Civil Engineering Departmental Seminar - Stress limit analysis solutions for static and seismic earth pressures
Stress limit analysis solutions for static and seismic earth pressures
A family of closed-form stress plasticity solutions are presented for predicting static and seismic earth pressures on gravity retaining walls. The solutions are based on discontinuous stress fields and account for the following key parameters: (1) weight and friction angle of the soil material, (2) wall inclination, (3) backfill inclination, (4) wall roughness, (5) surcharge at soil surface, and (6) horizontal and vertical seismic acceleration. Both active and passive conditions are considered by means of different inclinations of the stress characteristics in the backfill. Although the formulation does not perfectly satisfy equilibrium at all points in the soil medium (and hence cannot be classified as a pure lower bound approach), extensive comparisons against more rigorous numerical results indicate that it consistently overestimates active pressures and under-predicts the passive so it is an approximate lower-bound approach rather than a mere predictor of soil thrust. Compared to the Coulomb and Mononobe–Okabe equations, the proposed theory is simpler, more accurate (especially for passive pressures) and conservative. Moreover, contrary to the aforementioned solutions, the formulation is symmetric as it can be expressed by a single equation describing both active and passive pressures using pertinent signs for the friction angle and wall roughness. The special case of Rankine stress fields involving straight stress characteristics is discussed.
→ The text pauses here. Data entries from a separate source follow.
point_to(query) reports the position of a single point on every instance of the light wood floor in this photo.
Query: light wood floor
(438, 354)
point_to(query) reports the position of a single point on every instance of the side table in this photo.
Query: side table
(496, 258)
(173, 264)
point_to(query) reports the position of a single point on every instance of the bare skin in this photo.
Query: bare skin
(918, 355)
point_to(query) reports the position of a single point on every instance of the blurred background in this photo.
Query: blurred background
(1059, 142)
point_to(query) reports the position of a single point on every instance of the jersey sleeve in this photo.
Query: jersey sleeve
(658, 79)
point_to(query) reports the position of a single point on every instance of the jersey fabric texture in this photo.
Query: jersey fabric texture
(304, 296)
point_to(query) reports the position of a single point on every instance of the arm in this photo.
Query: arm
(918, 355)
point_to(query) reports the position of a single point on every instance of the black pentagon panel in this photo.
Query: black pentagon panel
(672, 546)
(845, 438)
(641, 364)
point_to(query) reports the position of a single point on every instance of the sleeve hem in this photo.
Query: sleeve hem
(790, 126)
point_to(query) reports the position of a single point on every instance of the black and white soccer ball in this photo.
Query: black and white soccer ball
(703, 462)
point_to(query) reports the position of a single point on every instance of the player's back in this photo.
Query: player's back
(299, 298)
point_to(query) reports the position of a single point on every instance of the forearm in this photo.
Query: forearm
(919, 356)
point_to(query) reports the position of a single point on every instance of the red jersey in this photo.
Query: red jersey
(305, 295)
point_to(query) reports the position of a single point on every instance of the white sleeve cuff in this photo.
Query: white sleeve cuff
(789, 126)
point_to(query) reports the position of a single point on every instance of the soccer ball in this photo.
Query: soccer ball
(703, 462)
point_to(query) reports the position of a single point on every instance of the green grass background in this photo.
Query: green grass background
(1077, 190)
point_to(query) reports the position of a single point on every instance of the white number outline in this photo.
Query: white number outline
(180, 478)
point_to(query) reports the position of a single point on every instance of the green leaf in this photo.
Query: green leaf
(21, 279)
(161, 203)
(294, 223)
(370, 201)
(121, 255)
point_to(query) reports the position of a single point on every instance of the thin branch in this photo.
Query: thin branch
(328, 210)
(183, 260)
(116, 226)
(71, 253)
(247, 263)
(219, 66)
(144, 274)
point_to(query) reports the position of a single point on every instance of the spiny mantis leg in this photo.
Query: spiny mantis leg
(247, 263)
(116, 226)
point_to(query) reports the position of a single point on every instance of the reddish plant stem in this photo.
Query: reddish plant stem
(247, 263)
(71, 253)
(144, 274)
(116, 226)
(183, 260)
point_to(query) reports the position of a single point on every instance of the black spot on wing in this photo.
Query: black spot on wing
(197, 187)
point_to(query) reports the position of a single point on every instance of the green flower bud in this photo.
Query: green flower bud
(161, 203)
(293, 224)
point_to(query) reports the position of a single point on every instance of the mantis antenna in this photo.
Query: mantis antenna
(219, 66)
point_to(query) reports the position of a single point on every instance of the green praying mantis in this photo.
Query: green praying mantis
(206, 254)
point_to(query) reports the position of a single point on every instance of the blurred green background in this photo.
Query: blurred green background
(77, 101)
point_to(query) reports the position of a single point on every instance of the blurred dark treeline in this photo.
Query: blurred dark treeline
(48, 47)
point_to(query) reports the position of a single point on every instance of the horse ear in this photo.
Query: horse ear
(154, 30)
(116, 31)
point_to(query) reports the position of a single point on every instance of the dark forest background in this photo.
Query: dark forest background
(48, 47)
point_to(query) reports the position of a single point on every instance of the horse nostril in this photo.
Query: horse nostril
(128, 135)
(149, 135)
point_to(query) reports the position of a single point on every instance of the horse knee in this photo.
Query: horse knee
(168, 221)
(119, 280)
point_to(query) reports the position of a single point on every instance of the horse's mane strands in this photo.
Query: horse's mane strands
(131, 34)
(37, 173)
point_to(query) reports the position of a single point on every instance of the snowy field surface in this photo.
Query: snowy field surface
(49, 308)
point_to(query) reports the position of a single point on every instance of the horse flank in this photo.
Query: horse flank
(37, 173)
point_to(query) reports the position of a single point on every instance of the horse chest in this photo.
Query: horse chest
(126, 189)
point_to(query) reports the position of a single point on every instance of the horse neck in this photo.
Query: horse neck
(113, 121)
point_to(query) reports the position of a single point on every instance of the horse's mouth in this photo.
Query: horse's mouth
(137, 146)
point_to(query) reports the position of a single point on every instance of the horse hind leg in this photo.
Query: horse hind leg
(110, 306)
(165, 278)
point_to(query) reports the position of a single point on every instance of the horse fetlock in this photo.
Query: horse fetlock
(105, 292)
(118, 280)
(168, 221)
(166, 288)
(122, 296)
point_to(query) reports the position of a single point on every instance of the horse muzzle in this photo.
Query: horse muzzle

Dr George Mylonakis is Professor of Civil Engineering at Khalifa University and the University of Bristol, U.K. specializing in geotechnical earthquake engineering and soil-structure interaction. He holds a Diploma in Civil Engineering from the NTUA, Greece (1993) and a Ph.D. from SUNY-Buffalo (1996). He is recipient of the Shamsher Prakash Research Award (2002), the City University of New York’s Performance Excellence Award (1999) and has been a Nominee for the 2001 Best Paper Award of the Japanese Geotechnical Society (2001). He has also supervised two research papers that won back-to-back best student paper awards by DFI in USA (2018, 2019). He has authored over 300 scientific publications (over 100 in peer-reviewed journals), delivered more than 50 invited talks around the world and refereed for 40 international journals. His work has attracted over 5000 citations by independent researchers. He has also served as Coordinator, Researcher and Reviewer in over 30 research projects sponsored by the National Science Foundation (NSF), the Multidisciplinary Center for Earthquake Engineering Research (MCEER), the Shimizu Corporation, the General Secretariat for Research and Technology and the Ministry of Education of Greece. He has served or currently serving as Editorial Board Member in the Journal of Geotechnical and Geoenvironmental Engineering, ASCE, the Journal of Earthquake and Structures, the Journal of Environmental Geotechnics, in Soil Dynamics and Earthquake Engineering, and in Géotechnique. Since 2021 he is the founding Editor-in-Chief in Geotechnics Journal.